Are we any better off than we were a year ago?  In a lot of ways, the issues of a supply side hack are just as much of an issue today as it was a year ago.   There are still security environments that do not have the protective technologies or processes in place to handle systemic problems like the Solarwinds hack caused.

Here's a few ways to know whether or not your company is secure:


  1. How often are your monitoring user credential privileges?  One of the ways supply-side attacks succeed is by using an administrative account that has more privileges than it requires.  Often this is because it is cloned from another user account or group, and privileges aren't parsed down after the fact. Regularly check administrative accounts to verify they are still in use, and further, that all the privileges provided are needed.
  2. Normal applications act suspiciously all the time, is there verification that these are not indicators of compromise? When applications are operating at odd hours, making requests that don't make sense, or taking actions that are suspicious... are you able to know this, or even track this?  Who is providing overnight coverage, who is providing coverage for events that happen in the middle of the night?  If the answer is an employee with a cell phone to call for problems... the real answer is no one.
  3. Verify security threats of applications, and provide constant analysis of their value. Applications that have administrative privileges need to be constantly monitored, through some kind of service, or through review from human beings.
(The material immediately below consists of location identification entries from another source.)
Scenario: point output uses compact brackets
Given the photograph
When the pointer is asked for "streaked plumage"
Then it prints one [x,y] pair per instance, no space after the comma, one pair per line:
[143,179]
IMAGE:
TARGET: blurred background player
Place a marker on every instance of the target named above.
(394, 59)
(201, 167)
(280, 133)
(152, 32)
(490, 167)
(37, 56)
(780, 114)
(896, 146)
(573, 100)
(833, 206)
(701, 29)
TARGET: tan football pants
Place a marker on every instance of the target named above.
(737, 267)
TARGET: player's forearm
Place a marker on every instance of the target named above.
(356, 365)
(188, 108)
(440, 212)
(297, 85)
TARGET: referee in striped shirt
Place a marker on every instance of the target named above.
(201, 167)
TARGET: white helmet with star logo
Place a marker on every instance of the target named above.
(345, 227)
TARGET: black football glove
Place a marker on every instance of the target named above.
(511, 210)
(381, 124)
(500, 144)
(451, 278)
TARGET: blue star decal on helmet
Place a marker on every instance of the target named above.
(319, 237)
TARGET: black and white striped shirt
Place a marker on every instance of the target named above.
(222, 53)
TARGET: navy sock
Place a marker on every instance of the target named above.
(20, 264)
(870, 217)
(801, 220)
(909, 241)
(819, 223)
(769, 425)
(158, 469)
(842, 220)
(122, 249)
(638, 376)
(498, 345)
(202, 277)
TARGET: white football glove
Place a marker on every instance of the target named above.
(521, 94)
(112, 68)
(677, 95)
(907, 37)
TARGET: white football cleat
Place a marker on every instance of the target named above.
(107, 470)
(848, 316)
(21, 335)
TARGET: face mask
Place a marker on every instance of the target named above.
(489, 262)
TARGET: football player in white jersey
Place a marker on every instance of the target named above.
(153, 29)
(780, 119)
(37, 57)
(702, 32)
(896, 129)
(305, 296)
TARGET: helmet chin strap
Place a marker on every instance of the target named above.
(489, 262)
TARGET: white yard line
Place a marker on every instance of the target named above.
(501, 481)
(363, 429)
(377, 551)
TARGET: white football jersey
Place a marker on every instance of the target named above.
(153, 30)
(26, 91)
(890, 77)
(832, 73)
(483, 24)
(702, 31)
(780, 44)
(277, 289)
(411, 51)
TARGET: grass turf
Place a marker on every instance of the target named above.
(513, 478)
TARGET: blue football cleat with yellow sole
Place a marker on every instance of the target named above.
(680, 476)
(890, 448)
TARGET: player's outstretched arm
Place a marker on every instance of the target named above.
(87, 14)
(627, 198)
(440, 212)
Relying solely on artificial intelligence or automation to review security events or potential Indicators of compromise is how Solarwinds / Sunburst Hack impacted so many businesses, so I suggest reviewing privileged access events that appear suspicious through investigation.

Overall, the trend should be to treat security as important, especially after having seen such a drastic increase of security threats over the past two years.  We know the threats are out there, and it is especially important looking forward to 2022 to be sure you have a trusted security advisor to work with on the growing security trends that London Security has been reviewing for the future.